Using Technology to Deepen Democracy, Using Democracy to Ensure Technology Benefits Us All

Friday, August 26, 2005

Does Science Inform Ethics?

The ever-fabulous Robin Zebrowski asks an oldie-but-goodie over on her blog Hyper-Textual Ontology: "Does Science Inform Ethics?"

Actually, she loads it a bit by asking the question in the form, "How can science have no role to play in ethics?" but still, it's a good question to ponder.

Since I champion scientific inquiry not only as a pragmatically empowering practice but as a morally appealing one (see "Is Science Democratic?") this is a question that pushes warm-fuzzy buttons of mine. And since I abhor the ways in which some racists, misogynists, reductionists, elitists, and authoritarians will sometimes stealth in the form of what they call "apolitically scientific" or "consequentialist" statements what amount in fact to appallingly immoral statements that would otherwise get them rightly marginalized in a heartbeat this is a question that also pushes urge-to-kill-rising buttons of mine.
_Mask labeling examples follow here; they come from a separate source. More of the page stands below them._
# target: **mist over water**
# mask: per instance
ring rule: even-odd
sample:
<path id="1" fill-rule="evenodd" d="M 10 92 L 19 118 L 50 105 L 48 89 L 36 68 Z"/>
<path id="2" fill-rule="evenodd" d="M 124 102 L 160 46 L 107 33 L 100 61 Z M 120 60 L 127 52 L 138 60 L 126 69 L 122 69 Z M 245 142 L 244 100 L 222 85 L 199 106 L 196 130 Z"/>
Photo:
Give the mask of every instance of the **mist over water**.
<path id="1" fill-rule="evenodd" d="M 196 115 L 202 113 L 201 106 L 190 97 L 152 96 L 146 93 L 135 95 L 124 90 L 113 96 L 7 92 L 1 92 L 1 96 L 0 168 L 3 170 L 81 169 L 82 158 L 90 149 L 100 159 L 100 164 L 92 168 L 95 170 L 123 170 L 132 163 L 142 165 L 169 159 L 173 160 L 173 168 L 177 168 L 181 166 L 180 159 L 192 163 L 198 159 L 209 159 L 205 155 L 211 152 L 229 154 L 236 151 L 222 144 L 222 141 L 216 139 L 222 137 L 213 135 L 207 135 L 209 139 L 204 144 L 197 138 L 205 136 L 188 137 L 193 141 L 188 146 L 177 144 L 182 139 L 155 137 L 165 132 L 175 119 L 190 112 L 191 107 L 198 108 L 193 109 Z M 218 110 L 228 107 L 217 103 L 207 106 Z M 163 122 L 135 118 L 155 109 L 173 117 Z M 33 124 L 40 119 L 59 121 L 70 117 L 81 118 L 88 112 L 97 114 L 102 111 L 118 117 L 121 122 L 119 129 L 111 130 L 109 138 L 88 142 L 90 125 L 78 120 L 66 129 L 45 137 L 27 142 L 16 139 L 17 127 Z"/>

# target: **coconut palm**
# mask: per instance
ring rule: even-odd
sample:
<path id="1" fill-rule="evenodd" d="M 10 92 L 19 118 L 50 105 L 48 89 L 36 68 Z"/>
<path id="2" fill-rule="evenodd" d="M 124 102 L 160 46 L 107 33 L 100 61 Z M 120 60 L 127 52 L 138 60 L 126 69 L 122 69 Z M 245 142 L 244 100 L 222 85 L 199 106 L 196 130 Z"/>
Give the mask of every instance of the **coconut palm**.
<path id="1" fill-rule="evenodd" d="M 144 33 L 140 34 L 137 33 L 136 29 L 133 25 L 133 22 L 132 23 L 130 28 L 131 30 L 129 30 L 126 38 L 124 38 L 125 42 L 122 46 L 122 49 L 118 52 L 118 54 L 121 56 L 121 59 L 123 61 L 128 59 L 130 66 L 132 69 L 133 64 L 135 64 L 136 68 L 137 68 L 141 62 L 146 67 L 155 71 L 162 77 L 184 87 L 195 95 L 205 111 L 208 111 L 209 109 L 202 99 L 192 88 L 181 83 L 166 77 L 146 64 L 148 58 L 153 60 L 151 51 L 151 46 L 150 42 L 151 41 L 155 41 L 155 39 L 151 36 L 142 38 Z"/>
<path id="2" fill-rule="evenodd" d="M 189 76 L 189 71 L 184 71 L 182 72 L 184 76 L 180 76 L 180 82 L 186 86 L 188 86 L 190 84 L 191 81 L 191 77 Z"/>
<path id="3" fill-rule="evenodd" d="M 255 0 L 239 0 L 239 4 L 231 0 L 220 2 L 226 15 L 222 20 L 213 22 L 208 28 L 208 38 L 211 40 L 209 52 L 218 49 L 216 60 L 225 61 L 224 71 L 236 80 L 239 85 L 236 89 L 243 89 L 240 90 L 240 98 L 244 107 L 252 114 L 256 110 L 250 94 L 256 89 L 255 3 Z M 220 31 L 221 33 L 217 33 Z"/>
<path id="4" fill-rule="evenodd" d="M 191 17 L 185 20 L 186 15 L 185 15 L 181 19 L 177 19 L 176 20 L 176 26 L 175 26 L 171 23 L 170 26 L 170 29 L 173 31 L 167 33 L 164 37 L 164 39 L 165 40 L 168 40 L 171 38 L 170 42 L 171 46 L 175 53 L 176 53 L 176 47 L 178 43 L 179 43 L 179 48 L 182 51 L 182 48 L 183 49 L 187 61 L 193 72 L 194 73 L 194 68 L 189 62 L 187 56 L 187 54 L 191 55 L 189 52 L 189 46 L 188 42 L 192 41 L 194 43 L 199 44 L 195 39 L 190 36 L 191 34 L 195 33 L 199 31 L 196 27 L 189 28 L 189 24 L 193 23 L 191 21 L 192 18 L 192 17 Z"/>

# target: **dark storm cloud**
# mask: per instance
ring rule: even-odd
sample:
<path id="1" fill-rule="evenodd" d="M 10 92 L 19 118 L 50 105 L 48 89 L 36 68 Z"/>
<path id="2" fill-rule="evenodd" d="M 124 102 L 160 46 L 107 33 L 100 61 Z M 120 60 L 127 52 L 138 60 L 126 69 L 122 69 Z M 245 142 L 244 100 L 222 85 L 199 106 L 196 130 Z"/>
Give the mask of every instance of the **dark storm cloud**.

Here is my bland initial offering on the question:
Science cannot tell us what to value, but is usually indispensable in telling us how best to go about getting what we value. So, of course science "informs" ethics, just as ethical prejudices are likely to "inform" scientific inquiry by directing our attention certain places rather than others.

All the branches of philosophy reverberate into one another -- inquiry, morals, ethics, esthetics, politics -- but we still distinguish them and the modes of belief they differently warrant for good reasons. It is of course always possible and often tempting to reduce or rewrite one branch of philosophy (or even all of them) into the terms of another of its branches -- but this is never as simplifying, illuminating, or worthwhile a project over the long term as it initially seemed it would be.